Besides the ERP system provides the following benefits to the different level of EEU’s staff.

  1. Benefits of ERP Software to Employees

While there are many benefits of implementing a new ERP system into an existing business, the benefits to employees are substantial. Employees can benefit from implementing a new ERP system. Here are the ways that employees benefit from a new ERP system.

  1. i. Increased Transparency

It is easy to overlook how much work other people successfully accomplish during the day. A well-integrated ERP system shows what has been completed by whom. This increased transparency reduces some of the stress of departments feeling that others don't pull their fair share of the work.

  1. ii. Improved Confidence

Efficient and productive employees are more confident in their ability to complete job-related tasks in a timely and correct manner. When processes are easier to manage, it goes a long way toward improving competency and confidence.

  • iii. Additional Training

Transitioning to a new ERP system or internal procedure inherently requires training for the end users expected to utilize the system. For this reason, employees benefit from more training. Employees may learn more about their job duties, or have the opportunity to further clarify aspects of their job that they may have missed.

  1. iv. Reduced Compliance Risk

One of the major issues that companies face in the 21st century involves ensuring compliance with industry and government regulations. In order to protect customer confidential data and to generate comprehensive financial reports, corporations are required to create, store and protect a wide range of data related to their business operations.

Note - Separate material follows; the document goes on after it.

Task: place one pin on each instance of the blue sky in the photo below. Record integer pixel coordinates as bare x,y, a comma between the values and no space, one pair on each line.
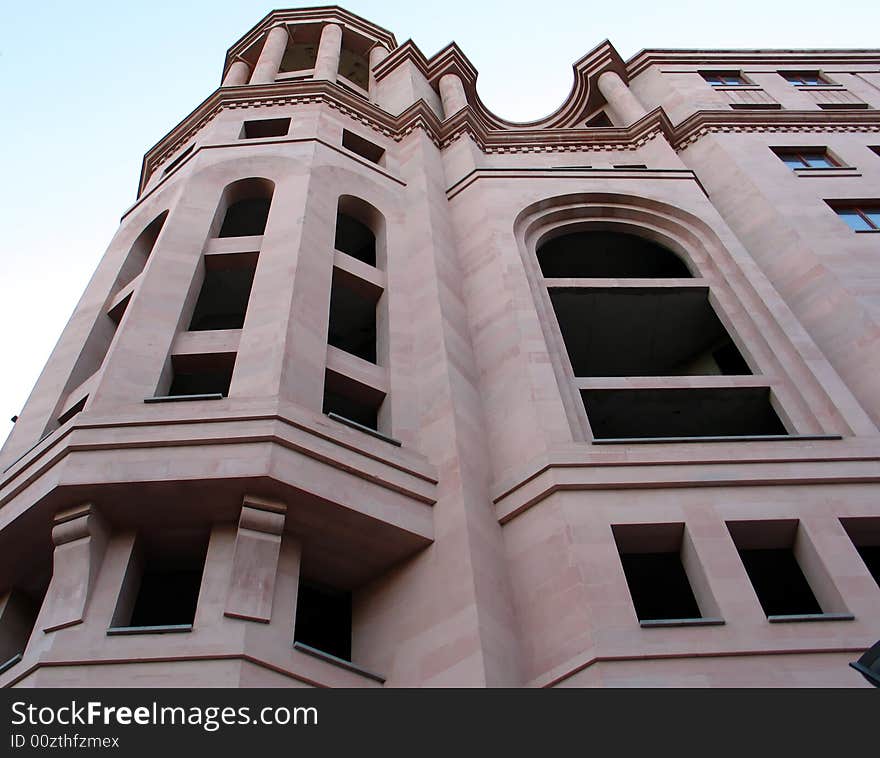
88,87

A new ERP system is better able to meet compliance standards for tracking and reporting information. If managed by a third-party vendor, the vendor will be able to share some of the responsibility for keeping the ERP system up to date with evolving regulatory compliance standards. Employees can rest assured that they are effortlessly maintaining compliance. ERP software also frees up employees from certain data entry – data collection related works, enabling them further to focus on productive jobs rather than meddling with documentation. ERP lowers the risk and responsibility of the employees, as far as getting or feeding business information is concerned. It set processes with very low tolerance that ensures that human errors are minimized thus lowering accountability of certain tasks on employees.

  1. Benefits of ERP Software to Managers and supervisors

Although senior and mid-level managers are required to focus on the growth of team and what if analysis; practically they have to spend most of their time gathering data and preparing reports for the management at frequent intervals. If ERP software is in place, managers do not have to burn midnight oil doing routine work of collecting data and preparing reports.

  1. Benefits of ERP Software to Top Management

ERP software also helps in digging deep into problematic area via its drill down tools in business reports, and then developing a corrective action plan to weed out the problem. With ERP software it is easy to monitor business improvement plans or corrective action plans on a continual basis, by comparing the past records and latest data. ERP systems also help companies to bring transparency in transactions, accounts and finance as the business information is available to top authorities without any barrier.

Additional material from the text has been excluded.